Severe acute respiratory syndrome (SARS) is a serious form of viral pneumonia caused by the SARS coronavirus. The virus that causes SARS was first identified in 2003.
The World Health Organization has designated SARS a global health threat. In 2003, an epidemic killed approximately
No new cases of SARS have been reported since 2004.
SARS symptoms are similar to those of the flu, including:
- fever over 100.4°F
- dry cough
- sore throat
- problems breathing, including shortness of breath
- body aches
- loss of appetite
- night sweats and chills
Breathing issues will appear within two to 10 days after a person is exposed to the virus. Health officials will quarantine a person who presents the above symptoms and family members if they have a history of foreign travel. The person will be quarantined for 10 days to prevent the virus from spreading.
Factors that increase your risk of contracting the disease include close contact with someone diagnosed with SARS and a history of travel to any other country with a reported SARS outbreak.
SARS can spread when an infected person sneezes, coughs, or comes into face-to-face contact with someone else. Face-to-face contact refers to:
- caring for someone with SARS
- having contact with the bodily fluids of a person with SARS
- kissing, hugging, touching, or sharing eating or drinking utensils with an infected person
You can also contract SARS by touching a surface contaminated with respiratory droplets from an infected person and then touching your eyes, mouth, or nose. The disease may also be spread through the air, but researchers have not confirmed this.
Various lab tests have been developed to detect the SARS virus. During the first outbreak of SARS, there were no laboratory tests for the disease. Diagnosis was made primarily through symptoms and medical history. Now, laboratory tests can be performed on nasal and throat swabs or blood samples. A chest X-ray or CT scan may also reveal signs of pneumonia characteristic of SARS.
Most of the fatalities associated with SARS result from respiratory failure. SARS can also lead to heart and liver failure. The group most at risk of developing complications is people over 60 who have been diagnosed with another chronic condition.
There is no confirmed treatment that works for every person who has SARS. Antiviral medications and steroids are sometimes given to reduce lung swelling, but aren’t effective for everyone.
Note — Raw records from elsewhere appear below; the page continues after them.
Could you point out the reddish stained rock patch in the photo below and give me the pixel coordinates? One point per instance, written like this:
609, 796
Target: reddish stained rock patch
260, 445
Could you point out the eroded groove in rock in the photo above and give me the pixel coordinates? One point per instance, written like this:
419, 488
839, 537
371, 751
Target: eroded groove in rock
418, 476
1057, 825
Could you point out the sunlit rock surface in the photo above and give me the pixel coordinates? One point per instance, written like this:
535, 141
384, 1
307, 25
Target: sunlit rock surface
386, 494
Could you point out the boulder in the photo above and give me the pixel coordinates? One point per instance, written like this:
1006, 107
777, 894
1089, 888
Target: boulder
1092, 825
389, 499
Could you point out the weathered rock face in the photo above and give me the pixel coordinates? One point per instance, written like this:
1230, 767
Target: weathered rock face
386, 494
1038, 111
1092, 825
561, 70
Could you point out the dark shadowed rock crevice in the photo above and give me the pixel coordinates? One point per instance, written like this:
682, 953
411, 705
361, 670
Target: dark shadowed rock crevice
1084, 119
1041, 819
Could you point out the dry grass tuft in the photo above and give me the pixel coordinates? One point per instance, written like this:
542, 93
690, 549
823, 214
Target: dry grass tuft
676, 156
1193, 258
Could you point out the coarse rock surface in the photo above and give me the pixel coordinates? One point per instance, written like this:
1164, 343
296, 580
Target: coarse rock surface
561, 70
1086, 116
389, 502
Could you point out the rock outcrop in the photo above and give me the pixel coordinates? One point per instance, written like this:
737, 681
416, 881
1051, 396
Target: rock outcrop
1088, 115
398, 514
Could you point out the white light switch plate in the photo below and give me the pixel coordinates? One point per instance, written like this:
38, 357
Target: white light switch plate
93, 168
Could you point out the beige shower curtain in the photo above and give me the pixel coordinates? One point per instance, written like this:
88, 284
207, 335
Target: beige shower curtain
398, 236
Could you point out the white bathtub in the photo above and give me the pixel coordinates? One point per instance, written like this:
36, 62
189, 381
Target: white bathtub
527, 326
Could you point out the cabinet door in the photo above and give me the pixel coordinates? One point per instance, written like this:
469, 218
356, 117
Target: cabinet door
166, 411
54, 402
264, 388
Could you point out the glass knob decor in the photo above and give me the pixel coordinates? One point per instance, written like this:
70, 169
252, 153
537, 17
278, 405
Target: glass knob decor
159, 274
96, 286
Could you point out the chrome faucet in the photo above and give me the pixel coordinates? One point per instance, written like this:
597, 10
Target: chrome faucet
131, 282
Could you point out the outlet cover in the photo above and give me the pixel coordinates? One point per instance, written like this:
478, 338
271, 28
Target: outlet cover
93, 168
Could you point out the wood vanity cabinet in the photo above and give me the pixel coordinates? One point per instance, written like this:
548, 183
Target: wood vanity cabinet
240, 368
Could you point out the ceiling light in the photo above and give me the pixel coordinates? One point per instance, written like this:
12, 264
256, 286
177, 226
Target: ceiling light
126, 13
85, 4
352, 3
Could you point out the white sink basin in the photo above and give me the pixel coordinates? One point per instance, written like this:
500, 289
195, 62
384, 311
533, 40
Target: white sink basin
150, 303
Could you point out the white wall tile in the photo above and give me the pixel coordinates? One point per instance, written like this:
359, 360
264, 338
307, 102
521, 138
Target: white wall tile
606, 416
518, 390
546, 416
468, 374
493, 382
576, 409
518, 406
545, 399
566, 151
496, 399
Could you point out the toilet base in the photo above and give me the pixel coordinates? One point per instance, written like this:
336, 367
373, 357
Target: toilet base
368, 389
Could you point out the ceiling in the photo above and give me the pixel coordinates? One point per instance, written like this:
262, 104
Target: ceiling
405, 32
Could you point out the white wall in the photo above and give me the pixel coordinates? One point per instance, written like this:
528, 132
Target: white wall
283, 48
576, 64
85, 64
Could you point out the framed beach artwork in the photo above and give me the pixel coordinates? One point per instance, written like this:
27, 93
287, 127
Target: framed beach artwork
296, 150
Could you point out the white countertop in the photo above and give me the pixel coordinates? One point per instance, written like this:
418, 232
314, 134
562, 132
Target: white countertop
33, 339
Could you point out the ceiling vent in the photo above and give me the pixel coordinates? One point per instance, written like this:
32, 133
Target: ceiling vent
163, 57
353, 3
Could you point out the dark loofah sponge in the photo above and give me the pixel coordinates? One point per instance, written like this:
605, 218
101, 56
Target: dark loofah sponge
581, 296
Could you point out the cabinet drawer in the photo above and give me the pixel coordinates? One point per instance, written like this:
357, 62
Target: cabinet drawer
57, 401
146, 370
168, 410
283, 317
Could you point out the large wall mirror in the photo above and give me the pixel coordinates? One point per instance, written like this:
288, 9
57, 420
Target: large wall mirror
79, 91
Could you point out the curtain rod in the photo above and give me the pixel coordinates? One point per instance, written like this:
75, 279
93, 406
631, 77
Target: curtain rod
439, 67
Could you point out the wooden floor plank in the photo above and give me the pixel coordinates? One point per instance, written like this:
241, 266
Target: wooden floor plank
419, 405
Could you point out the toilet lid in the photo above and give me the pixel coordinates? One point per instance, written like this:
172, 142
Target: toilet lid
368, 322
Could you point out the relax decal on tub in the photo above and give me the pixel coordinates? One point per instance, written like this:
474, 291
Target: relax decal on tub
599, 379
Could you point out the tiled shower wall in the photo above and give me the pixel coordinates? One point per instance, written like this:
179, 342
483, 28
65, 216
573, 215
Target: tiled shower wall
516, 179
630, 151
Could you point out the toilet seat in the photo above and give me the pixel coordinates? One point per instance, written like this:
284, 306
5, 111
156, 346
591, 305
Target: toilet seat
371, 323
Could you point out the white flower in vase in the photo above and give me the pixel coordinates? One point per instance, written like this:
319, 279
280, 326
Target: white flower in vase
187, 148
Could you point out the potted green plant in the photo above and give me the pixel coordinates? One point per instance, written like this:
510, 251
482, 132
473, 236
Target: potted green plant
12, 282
Supplemental oxygen or a ventilator may be prescribed if necessary. In severe cases, blood plasma from someone who has already recovered from SARS may also be administered. However, there is not yet enough evidence to prove that these treatments are effective.
Researchers are currently working on a vaccine for SARS, but there have been no human trials for any potential vaccine. Because there’s no confirmed treatment or cure for SARS, it’s important to take as many preventive measures as possible.
Here are some of the best ways to prevent transmission of SARS if you’re in close contact with someone who’s been diagnosed with the disease:
- Wash your hands frequently.
- Wear disposable gloves if touching any infected bodily fluids.
- Wear a surgical mask when in the same room with a person with SARS.
- Disinfect surfaces that may have been contaminated with the virus.
- Wash all personal items, including bedding and utensils, used by a person with SARS.
Moreover, follow all of the above steps for at least 10 days after the symptoms of SARS have gone away. Keep children home from school if they develop a fever or any breathing problems after coming in contact with someone with SARS.